The group's thrust argument is that there would be a "significant impact on banks' capacity to lend from the end of support programs and warned that fiscal consolidation and regulatory uncertainty were also adding to concern over the future supply of credit."
The Fed talks a tough game on inflation but its long-term track record defending the dollar is pathetic. Bernanke, an ardent student of the Great Depression and U.S. monetary and fiscal policy during that period, is likely to wildly overshoot credit growth or the expansion of the money-supply in order to boost inflation, which is not a bad thing at this stage of the economic cycle. The United States starves for inflation.

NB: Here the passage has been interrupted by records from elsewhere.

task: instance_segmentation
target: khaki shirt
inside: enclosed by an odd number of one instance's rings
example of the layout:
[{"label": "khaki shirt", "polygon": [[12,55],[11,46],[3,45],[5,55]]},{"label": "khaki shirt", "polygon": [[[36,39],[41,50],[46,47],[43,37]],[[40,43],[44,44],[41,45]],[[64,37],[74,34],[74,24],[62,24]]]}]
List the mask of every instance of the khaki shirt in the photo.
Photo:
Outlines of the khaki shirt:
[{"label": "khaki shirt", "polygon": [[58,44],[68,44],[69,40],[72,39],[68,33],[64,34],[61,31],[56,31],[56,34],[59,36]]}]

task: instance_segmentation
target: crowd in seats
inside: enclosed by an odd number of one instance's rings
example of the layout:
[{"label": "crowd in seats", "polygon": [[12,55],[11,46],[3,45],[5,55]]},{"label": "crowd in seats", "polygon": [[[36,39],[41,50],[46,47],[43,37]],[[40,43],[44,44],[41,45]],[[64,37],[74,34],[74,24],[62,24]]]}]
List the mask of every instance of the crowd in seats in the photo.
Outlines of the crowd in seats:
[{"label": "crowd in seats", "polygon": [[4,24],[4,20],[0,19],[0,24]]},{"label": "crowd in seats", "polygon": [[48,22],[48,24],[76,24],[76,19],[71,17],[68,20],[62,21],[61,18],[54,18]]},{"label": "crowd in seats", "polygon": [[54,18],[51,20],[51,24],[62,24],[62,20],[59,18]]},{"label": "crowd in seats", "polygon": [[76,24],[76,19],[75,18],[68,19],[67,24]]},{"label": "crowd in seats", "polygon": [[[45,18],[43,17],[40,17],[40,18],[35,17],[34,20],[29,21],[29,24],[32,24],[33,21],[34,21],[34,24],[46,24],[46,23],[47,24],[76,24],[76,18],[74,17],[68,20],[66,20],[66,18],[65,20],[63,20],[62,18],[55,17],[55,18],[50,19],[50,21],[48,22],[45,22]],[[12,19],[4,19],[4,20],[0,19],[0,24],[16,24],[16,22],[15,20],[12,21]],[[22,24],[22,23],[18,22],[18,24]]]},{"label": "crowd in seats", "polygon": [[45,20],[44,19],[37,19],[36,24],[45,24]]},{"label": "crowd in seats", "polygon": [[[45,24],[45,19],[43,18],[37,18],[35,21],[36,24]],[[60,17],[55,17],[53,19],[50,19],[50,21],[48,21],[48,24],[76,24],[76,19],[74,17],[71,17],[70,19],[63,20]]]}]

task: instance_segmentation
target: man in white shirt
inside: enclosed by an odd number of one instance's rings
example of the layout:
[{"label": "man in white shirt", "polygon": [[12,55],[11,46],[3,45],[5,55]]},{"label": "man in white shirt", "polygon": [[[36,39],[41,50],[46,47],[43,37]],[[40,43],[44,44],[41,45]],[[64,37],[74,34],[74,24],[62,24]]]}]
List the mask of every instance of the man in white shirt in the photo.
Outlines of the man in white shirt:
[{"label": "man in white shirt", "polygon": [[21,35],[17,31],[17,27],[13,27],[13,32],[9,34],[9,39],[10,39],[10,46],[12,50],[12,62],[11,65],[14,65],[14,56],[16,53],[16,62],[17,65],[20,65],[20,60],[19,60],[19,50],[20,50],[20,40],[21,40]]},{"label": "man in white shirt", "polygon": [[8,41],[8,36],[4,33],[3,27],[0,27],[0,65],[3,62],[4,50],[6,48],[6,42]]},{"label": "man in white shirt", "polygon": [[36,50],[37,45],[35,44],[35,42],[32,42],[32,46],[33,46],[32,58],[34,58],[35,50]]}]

Commercial and industrial bank credit in the United States remains in negative territory over the last 3, 6 and 12 months and won't turn positive until banks start lending again; it's only a matter of time until that happens. Banks won't sit on a pile of Treasury bonds forever, feasting on the yield spread between short-term and long-term rates. That game, coined "free money," is drawing to an end in 2010.
At some point long-term rates will rise and the Fed will start tightening at the short end. That will force banks to unload longer-dated Treasury paper and do something else with their capital – lend. At that point, we'll have a serious inflation problem because the Fed will be too late to drain excess banking reserves – despite promising to avoid that outcome in recent Fed minutes and Congressional testimony.
The Feds talk a tough game. But the reality of the situation is still dire. Deflation continues to grip real wages, housing and financial assets since late 2008. Credit is still impaired and the securitization market is barely growing. Unless there's a massive spending boom courtesy of big business, it's almost a given that we'll enter the gates of a double-dip recession in 2011.